Ueberlebensstrategie:

1010355_10200413346398030_31970763_nEndproben. Das Wort sagt alles. Ich probe, ich bin am Ende. Warum, das weiss ich nicht genau, ich bin hartes Arbeiten gewohnt. Vielleicht, weil ich nie allein bin? Weil es so emotional ist? Schliesslich arbeiten wir mit allem, was wir haben. Was wir sind. Das tue ich beim Schreiben zwar auch, aber eben, erst mal unter Ausschluss der Öffentlichkeit.

Ich stehe jeden Morgen um sieben auf, obwohl die Probe erst um halb zehn beginnt und komme dann noch meist zu spät. Ich übe die Stellen, über die ich gestern gestolpert bin. Wünschte mir, die Regisseurin könnte sehen, wie prima ich alles hinkriege, frühmorgens in meinem Wohnzimmer! Scheisse, schon so spät? Ich wollte vor der Probe noch einkaufen…  Egal! Es regnet. Reicht es wenigstens noch, um ein Sandwich zu kaufen für die Mittagspause? Abends um fünf trinken wir noch ein Bier im Bahnhofbuffet, hängen in den Stühlen wie die Langstreckenläuferinnen bei Handke. Hinter uns liegen alle denkbaren Emotionen zwischen Euphorie und Verzweiflung und auch ein paar, von denen ich in fünfzig Jahren nichts wusste. Manchmal verpasst Sibylle einen Zug, dann trinken wir noch ein Bier. Wir reden über nichts anderes als über unser Programm. Unsere ganze Welt dreht sich darum, beschränkt sich auf diese Stunden. Diese Besessenheit ist beglückend und beängstigend zugleich. Dann nachhause. Text ändern, Text lernen. Ich war die ganze Woche nicht einkaufen und habe auch das Paket aus Bülach (Bülach? Was ist in Bülach?) nicht von der Post abgeholt. Meine Wohnung sieht aus, als hätte eine Bombe eingeschlagen und in meinem Kühlschrank finde ich nur Chicken Nuggets und Pingu Schnitten und andere Dinge, die ein Teenager einkauft, wenn man ihm keine genauen Instruktionen gibt. Ich bestelle Pizza. Beschliesse, zur Erholung ein bisschen fernzusehen und schlafe dabei ein.

Rinse and repeat

Aber es gibt etwas, das mich hält in dieser wahnsinnigen Zeit. Und das ist der Bürzi. Diese grossartige Stickerei, die mir meine Freundin und Bühnenpartnerin Sibylle Aeberli zum fünfzigsten Geburtstag geschenkt hat. Der Bürzi ist mein mobiles Mantra geworden. Er iegt auf meinem Bett, in Aarau, in Santa Fe, manchmal sogar in einem Hotelzimmer. Und weil der Bürzi auf meinem Bett liegt, mache ich mein Bett. Jeden Morgen. So einfach.

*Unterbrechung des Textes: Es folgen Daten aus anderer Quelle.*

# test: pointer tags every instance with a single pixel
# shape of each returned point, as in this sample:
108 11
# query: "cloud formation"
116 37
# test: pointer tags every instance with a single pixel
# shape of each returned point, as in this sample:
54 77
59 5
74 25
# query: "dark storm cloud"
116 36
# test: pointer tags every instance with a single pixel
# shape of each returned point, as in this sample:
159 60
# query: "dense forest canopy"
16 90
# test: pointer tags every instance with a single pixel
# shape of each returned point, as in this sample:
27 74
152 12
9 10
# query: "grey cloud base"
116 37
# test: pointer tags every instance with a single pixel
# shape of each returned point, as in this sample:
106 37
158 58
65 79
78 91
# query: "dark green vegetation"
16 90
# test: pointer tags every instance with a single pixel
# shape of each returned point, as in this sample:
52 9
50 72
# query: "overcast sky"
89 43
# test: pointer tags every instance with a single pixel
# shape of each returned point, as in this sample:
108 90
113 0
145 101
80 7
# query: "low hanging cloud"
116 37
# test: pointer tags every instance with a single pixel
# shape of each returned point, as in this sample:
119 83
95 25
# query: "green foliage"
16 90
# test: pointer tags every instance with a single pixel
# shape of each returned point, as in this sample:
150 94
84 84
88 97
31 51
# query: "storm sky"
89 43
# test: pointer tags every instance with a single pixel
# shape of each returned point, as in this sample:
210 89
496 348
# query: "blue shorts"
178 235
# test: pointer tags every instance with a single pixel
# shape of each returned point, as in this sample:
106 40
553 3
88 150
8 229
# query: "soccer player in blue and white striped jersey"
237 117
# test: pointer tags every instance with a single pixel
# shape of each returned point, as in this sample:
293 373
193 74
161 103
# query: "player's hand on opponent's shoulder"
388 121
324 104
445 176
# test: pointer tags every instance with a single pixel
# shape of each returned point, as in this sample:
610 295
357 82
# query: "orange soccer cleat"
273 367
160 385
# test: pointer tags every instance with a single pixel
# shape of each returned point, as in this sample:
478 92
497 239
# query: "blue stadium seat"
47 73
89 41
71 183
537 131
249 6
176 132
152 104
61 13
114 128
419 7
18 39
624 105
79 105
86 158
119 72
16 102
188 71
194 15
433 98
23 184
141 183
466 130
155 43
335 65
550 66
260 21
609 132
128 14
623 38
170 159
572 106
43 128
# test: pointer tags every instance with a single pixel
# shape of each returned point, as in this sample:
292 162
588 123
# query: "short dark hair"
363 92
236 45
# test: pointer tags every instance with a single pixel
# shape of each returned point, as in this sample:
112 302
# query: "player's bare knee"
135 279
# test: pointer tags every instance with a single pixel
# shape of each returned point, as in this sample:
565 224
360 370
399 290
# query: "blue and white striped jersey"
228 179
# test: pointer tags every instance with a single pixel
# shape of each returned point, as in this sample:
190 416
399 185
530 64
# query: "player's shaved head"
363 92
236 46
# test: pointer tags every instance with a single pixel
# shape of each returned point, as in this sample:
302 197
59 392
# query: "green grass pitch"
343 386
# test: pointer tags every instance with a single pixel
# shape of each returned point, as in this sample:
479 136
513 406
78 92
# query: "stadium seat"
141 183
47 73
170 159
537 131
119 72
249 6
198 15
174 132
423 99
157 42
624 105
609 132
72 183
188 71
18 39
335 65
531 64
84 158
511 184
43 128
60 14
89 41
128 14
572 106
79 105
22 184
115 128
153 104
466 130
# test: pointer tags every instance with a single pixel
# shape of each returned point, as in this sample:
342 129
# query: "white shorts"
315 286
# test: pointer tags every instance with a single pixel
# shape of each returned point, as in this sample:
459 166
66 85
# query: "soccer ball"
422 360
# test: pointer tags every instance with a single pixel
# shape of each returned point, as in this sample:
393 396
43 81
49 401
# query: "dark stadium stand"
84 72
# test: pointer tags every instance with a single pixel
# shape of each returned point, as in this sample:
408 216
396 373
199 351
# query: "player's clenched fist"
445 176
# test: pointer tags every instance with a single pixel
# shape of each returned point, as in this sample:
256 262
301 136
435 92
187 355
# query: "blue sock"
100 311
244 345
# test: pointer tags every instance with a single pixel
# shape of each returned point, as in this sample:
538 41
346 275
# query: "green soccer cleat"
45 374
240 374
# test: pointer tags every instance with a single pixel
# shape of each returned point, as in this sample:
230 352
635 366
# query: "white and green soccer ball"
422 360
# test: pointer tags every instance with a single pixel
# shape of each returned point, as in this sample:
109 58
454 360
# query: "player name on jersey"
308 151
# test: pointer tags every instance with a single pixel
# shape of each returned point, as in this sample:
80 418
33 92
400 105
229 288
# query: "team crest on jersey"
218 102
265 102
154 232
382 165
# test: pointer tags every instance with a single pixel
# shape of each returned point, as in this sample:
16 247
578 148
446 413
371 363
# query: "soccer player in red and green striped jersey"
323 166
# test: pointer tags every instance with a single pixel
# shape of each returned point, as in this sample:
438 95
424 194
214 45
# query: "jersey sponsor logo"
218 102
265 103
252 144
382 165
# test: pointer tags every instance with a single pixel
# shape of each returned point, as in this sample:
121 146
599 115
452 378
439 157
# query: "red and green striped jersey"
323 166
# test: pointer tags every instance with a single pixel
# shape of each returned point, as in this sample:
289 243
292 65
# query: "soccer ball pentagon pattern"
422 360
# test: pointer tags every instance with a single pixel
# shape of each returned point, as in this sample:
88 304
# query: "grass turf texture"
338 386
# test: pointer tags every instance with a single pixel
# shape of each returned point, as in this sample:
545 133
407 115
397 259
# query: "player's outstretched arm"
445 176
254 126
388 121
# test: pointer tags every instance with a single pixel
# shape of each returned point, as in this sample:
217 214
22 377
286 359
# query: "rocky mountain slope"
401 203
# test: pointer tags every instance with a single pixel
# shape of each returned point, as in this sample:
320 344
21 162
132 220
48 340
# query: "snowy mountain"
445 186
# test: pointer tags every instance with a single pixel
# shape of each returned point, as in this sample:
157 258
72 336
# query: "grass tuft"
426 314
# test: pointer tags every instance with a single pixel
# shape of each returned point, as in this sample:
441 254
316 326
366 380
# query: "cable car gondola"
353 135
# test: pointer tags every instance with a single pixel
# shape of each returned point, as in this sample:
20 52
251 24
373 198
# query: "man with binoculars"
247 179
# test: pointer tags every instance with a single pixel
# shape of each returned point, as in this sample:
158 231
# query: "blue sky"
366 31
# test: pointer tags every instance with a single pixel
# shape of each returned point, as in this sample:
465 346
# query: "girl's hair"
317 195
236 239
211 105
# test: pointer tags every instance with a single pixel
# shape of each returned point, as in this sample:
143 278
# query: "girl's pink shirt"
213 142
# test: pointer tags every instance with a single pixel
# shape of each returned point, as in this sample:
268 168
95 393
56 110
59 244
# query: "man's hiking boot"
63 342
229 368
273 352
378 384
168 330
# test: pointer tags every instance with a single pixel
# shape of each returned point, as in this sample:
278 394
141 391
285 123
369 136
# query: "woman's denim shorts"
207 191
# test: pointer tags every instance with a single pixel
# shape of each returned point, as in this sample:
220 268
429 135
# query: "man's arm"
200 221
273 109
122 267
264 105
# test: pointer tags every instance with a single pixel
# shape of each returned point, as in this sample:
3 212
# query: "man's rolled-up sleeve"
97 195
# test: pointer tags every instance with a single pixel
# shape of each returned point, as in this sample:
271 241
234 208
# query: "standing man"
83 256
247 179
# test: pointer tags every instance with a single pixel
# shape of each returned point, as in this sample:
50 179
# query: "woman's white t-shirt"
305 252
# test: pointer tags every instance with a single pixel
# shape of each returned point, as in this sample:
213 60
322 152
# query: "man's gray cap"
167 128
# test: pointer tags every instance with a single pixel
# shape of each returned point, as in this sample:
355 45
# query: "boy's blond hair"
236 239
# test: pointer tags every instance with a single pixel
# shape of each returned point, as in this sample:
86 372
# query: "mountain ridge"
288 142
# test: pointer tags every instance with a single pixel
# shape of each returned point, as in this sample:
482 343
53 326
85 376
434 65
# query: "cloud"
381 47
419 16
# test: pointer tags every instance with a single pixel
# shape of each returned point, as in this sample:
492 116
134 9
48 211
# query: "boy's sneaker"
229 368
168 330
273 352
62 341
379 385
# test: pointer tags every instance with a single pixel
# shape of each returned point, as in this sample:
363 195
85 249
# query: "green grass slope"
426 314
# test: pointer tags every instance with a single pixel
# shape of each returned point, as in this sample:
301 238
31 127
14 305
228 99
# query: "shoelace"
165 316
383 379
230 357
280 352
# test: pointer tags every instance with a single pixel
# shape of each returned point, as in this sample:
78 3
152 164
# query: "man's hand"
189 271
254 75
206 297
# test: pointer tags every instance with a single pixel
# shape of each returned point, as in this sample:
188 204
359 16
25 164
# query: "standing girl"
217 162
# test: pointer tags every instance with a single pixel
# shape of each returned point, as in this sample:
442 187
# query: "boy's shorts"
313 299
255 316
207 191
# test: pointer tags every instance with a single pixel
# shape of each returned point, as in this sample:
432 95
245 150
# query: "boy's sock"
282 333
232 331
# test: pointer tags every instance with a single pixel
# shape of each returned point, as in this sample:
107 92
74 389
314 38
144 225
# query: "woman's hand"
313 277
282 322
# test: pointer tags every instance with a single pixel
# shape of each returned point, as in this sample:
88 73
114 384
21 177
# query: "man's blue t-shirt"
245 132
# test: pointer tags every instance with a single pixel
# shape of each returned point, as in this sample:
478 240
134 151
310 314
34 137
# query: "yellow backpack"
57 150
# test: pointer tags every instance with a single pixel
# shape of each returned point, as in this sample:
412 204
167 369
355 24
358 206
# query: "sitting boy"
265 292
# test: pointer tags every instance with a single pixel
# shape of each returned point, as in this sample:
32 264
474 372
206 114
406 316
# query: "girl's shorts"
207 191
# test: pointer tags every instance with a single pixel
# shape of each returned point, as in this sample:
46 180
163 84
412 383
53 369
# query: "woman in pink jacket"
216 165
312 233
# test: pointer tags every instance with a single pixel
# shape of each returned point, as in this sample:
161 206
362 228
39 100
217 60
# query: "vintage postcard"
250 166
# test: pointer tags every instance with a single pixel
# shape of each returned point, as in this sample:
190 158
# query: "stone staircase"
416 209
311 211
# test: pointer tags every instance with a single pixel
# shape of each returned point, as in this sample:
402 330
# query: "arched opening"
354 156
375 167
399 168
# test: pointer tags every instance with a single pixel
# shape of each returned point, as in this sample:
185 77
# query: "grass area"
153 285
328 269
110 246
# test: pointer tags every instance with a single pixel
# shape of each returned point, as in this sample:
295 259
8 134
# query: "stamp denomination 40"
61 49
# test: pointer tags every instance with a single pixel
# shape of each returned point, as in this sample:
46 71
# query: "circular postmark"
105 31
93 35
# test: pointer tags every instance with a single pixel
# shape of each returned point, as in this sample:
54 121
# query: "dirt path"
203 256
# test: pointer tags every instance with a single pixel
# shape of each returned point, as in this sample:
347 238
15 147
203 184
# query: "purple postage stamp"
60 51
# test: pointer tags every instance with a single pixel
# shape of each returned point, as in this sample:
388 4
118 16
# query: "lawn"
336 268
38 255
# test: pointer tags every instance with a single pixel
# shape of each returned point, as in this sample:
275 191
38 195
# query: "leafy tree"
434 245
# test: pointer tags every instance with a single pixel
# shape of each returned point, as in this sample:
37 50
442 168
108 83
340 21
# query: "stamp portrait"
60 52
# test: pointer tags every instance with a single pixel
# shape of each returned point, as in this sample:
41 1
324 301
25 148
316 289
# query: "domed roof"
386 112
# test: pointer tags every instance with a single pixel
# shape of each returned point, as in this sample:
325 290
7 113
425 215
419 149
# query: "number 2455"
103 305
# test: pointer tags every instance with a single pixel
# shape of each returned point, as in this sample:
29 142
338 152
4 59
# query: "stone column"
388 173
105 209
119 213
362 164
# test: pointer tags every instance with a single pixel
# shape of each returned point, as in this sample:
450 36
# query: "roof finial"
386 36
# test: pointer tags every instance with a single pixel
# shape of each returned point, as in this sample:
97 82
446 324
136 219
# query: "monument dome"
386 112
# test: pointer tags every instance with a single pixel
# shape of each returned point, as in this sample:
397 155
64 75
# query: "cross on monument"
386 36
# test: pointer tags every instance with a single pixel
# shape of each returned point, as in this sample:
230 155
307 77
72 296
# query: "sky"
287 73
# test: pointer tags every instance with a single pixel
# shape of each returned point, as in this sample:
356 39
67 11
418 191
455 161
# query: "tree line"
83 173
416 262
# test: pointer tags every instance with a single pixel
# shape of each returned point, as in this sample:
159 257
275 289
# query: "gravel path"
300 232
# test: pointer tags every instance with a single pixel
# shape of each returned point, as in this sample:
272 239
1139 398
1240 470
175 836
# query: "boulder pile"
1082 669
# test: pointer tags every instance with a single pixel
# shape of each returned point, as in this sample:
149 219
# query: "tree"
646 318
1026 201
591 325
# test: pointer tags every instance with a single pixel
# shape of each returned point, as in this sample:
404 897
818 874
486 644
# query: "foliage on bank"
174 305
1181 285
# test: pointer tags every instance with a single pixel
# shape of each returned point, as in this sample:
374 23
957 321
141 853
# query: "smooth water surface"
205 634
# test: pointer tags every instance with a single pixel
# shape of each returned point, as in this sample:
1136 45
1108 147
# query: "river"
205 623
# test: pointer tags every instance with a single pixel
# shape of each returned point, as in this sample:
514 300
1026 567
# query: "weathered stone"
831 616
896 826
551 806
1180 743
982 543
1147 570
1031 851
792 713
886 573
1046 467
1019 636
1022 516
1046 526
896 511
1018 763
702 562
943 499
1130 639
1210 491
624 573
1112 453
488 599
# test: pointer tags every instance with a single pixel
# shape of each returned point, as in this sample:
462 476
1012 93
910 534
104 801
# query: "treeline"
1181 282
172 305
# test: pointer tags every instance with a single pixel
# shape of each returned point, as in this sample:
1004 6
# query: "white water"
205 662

Ihr werdet mich auslachen – ihr kennt diesen Trick bestimmt, seit ihr dem Kinderbett entwachsen seid. Ich nicht. Ich gebe es zu.

Diese Insel im alltäglichen Chaos beruhigt mich. Sie zwinkert mir zu, wenn ich vollkommen heruntergehubert nachhause komme. Doch, doch, du hast es  durchaus im Griff, sagt mir das gemachte Bett. Du hast dich nicht verloren, du löst dich nicht auf.

Und wenn das nicht reicht, dann sage ich mir das Mantra halblaut vor. Dreimal. Das hilft immer.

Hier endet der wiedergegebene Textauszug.